Beazley plan to hit high-income earners
Jeez, I thought. A roundhouse from Bomber. Poor bastards!

Then the next line


KIM Beazley last night pledged a $12-a-week tax cut to middle Australia that he knows he will never have to deliver.

That’s cheating. I thought. That’s almost like making an election promise and then breaking your word. What a bastard! But then:
The handout would be funded by slashing Budget tax breaks for high-income earners and keeping the unpopular superannuation surcharge.

Where’s the ALP compassion I thought? This is terrible. And then we see the true motive. The desperation of a big man in trouble.

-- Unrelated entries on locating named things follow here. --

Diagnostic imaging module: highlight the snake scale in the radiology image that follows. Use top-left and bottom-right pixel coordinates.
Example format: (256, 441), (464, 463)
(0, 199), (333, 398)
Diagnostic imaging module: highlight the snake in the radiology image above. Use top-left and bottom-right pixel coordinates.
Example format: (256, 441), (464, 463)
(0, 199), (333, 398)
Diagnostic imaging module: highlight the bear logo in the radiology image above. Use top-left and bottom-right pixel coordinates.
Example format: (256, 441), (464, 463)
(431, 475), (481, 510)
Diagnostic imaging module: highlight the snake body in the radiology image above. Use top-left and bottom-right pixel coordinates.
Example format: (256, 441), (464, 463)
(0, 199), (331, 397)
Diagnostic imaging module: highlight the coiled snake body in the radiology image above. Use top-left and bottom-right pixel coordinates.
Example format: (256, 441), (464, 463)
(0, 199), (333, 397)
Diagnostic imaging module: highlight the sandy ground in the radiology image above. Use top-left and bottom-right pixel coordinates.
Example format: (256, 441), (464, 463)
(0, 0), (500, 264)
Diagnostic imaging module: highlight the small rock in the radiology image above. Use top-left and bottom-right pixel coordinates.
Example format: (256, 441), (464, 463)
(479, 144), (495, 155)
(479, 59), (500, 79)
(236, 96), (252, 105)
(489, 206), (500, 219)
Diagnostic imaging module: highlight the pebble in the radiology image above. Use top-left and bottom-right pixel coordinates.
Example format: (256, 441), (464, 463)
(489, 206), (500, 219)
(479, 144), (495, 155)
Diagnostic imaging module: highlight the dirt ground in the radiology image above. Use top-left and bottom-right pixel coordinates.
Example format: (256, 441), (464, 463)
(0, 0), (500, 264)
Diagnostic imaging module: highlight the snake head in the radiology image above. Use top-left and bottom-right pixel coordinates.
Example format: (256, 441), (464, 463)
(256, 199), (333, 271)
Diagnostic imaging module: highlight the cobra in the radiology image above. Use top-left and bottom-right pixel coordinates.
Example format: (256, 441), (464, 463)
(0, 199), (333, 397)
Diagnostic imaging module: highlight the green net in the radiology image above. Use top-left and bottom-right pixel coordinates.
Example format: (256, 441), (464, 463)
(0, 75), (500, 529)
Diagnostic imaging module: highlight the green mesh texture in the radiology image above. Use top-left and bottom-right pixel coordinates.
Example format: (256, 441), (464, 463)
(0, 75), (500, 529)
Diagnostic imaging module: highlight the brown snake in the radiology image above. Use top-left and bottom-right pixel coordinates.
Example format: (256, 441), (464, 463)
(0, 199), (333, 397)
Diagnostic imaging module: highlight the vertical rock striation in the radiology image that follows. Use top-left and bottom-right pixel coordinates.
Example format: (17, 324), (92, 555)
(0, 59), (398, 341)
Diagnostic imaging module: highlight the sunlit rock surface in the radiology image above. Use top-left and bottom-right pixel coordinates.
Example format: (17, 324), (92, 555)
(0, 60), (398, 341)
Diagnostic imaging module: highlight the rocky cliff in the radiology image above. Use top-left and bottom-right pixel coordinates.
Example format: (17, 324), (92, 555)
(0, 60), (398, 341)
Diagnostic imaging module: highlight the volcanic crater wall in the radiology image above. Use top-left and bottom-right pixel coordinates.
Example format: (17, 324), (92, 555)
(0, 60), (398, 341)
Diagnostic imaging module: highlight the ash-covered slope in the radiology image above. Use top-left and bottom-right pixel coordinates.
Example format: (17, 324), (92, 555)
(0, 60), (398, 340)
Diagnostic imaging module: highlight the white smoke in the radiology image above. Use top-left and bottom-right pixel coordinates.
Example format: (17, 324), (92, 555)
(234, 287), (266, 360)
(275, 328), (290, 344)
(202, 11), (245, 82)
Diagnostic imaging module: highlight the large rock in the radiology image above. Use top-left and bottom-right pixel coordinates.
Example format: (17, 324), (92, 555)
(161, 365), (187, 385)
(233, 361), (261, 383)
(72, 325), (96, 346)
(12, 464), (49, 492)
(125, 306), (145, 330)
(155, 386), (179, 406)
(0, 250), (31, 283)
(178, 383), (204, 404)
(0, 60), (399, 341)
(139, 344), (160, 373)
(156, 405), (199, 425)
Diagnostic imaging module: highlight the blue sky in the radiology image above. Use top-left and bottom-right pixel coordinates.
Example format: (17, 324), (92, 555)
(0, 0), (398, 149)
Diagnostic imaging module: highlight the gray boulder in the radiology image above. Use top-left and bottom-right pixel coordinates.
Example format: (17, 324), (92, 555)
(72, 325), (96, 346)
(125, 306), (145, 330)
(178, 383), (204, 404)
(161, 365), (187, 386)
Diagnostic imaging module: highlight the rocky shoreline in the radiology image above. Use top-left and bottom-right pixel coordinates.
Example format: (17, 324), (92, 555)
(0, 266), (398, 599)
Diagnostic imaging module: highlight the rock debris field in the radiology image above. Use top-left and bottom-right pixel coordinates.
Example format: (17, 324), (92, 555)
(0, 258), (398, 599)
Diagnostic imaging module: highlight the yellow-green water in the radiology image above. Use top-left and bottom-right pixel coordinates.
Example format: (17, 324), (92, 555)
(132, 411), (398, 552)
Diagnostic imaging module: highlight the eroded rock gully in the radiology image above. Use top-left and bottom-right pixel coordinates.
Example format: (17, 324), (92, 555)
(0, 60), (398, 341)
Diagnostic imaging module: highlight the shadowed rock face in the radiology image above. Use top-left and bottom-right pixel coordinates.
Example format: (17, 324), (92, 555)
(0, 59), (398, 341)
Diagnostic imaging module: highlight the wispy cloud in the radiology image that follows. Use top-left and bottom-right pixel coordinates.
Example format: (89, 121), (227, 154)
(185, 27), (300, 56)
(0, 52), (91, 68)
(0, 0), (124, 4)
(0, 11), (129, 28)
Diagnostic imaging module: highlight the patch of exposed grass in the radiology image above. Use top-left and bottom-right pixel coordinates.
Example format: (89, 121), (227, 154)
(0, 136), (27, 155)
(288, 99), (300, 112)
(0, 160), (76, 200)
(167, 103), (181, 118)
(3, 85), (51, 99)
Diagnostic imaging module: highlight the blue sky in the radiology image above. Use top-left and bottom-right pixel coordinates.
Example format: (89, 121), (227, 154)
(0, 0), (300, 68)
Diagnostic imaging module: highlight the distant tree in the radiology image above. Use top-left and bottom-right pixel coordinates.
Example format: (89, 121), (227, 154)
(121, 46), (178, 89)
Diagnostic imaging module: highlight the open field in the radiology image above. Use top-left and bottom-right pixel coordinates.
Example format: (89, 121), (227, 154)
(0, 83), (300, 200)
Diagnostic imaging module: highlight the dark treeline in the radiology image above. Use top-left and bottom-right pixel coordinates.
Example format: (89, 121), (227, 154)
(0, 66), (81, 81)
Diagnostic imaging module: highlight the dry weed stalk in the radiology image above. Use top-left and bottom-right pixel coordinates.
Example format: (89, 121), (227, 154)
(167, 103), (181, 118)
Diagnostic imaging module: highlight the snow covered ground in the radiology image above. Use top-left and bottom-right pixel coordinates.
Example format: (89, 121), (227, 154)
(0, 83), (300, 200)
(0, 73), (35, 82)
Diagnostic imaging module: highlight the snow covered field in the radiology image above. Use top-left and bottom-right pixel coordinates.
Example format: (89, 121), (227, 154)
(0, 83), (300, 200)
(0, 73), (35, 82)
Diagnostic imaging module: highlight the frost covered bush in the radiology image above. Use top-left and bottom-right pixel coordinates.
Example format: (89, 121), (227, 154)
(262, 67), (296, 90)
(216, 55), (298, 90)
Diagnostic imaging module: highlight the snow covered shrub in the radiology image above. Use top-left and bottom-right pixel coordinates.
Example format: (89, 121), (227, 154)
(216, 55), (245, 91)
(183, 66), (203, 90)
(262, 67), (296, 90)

In a desperate bid to deal himself back into the tax reduction battle, the Opposition leader proposed doubling Treasurer Peter Costello's $6-a-week cut for workers earning between $35,000 and $60,000.

It wasn’t until I spoke with those that actually saw it, that the old cognitive dissonance kicked in and I started to do a bit of sniffing around.

It turns out that the well meaning folk running The Herald Sun have been receiving an ear-bashing from their own financial wiz-kid Terry McCrann. Terry who earns $300,000 pa, embarrassed himself by gushing like a schoolgirl over the Costello budget without listening to the Beasley alternative first. He forgot his responsibility to get both sides of the story poor fella, and no doubt the considerate folk at the Herald Sun decided that they must support their man, which is of course a laudable thing.

We’ll give the Herald Sun the benefit of the doubt in this case and let them off with a light slap on the wrist. We know ourselves how difficult it can be to tread that fine line between fairness and balance.